Roby also noted that the League should define what would be part of the talks, including ownership of Lambert St. Louis International Airport, which is in the county but is currently owned by the city.

The vote to give the talks the green light was not unanimous, with Ballwin Mayor Tim Pogue and Florissant Mayor Thomas Schneider saying the efforts seemed misguided and held no benefits to their cities.

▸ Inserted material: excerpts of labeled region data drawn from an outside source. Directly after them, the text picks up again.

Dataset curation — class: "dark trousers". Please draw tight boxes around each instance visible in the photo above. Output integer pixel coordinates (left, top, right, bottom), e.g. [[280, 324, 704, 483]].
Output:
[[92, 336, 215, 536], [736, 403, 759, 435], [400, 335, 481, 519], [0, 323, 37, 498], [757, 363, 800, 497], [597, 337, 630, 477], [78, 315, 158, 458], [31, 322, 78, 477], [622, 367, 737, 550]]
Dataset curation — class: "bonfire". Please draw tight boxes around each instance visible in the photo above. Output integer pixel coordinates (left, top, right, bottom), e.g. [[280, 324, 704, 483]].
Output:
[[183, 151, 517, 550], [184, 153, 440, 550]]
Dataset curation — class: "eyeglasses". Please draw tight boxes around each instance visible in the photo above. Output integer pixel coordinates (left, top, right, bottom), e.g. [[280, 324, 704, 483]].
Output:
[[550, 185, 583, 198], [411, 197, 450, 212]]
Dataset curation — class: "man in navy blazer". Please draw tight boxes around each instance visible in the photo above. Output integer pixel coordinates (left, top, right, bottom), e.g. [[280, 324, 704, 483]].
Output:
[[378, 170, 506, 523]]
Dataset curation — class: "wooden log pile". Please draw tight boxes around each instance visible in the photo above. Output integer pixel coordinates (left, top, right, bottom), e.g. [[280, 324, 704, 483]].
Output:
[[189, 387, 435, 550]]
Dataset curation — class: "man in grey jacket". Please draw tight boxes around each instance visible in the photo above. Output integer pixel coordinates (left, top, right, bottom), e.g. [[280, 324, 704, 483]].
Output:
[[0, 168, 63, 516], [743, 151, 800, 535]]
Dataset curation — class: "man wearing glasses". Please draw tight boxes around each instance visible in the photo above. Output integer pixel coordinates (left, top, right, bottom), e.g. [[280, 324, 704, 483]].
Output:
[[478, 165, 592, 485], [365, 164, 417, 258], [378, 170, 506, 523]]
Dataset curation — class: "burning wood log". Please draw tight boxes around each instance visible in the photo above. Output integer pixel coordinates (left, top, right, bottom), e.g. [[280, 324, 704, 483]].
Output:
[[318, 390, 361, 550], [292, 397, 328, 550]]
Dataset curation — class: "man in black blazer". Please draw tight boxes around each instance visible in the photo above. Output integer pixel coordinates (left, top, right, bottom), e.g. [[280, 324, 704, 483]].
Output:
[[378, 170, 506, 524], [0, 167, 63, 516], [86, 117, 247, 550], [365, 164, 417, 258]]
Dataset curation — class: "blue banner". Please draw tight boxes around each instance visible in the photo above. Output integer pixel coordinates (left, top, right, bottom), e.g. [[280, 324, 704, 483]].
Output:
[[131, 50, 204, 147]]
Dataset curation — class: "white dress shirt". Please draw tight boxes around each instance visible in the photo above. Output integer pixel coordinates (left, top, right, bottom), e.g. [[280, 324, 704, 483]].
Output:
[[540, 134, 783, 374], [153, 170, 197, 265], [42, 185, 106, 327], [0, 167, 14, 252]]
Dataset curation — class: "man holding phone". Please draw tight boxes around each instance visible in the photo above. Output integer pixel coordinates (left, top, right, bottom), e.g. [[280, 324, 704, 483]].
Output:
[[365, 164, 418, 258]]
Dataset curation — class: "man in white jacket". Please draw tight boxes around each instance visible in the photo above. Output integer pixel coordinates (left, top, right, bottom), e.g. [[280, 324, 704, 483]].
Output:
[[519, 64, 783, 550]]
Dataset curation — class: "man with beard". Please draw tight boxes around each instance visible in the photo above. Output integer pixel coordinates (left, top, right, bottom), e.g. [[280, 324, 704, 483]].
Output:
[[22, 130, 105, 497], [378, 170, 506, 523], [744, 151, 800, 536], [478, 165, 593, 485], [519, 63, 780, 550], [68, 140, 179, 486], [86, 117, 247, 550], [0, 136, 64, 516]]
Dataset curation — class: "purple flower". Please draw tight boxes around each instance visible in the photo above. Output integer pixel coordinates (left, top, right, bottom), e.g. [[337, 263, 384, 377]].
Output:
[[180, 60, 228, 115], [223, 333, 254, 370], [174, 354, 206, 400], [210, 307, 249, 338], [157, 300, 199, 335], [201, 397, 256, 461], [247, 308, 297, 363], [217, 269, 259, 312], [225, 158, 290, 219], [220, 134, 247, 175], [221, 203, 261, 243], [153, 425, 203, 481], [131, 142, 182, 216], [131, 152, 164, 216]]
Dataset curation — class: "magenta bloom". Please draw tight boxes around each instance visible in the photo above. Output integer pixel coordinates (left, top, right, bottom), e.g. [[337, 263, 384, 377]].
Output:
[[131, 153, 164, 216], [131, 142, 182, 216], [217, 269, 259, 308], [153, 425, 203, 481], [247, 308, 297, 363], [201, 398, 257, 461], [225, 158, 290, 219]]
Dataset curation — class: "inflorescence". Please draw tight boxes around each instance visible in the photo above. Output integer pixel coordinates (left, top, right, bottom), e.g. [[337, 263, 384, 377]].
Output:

“You’re just looking at skewing the numbers, you’re not solving the problem,” Pogue said about the crime statistics. “There’s still going to be the same number of assaults, murders, robberies. The crime needs to be the problem that you’re tackling, not how to get the city into the county. Just my opinion.”

Fribis opposes ‘merger’

Roby was the only south county mayor or city official to attend the meeting. Sunset Hills Mayor Pat Fribis had another commitment that night, but she said if she was present, she would have voted no since she opposes a city-county merger.

“I see it as a merger,” she said, and she is opposed to that idea altogether because it holds no benefits for cities like Sunset Hills. “I’m in favor of each community staying the way it is. I like the uniqueness of each community the way we have it, and each community having their own authority to have their own police departments and their own identities.”

The mayors in favor of the proposal emphasized to any skeptics that the proposal was just a discussion, with no plan yet and no details on how a re-entry might work.

Ultimately, the decision is up to the citizens of the county and city, who would have to vote on any proposal, Kelly said.

“This would be the first step in a thousand steps,” he said.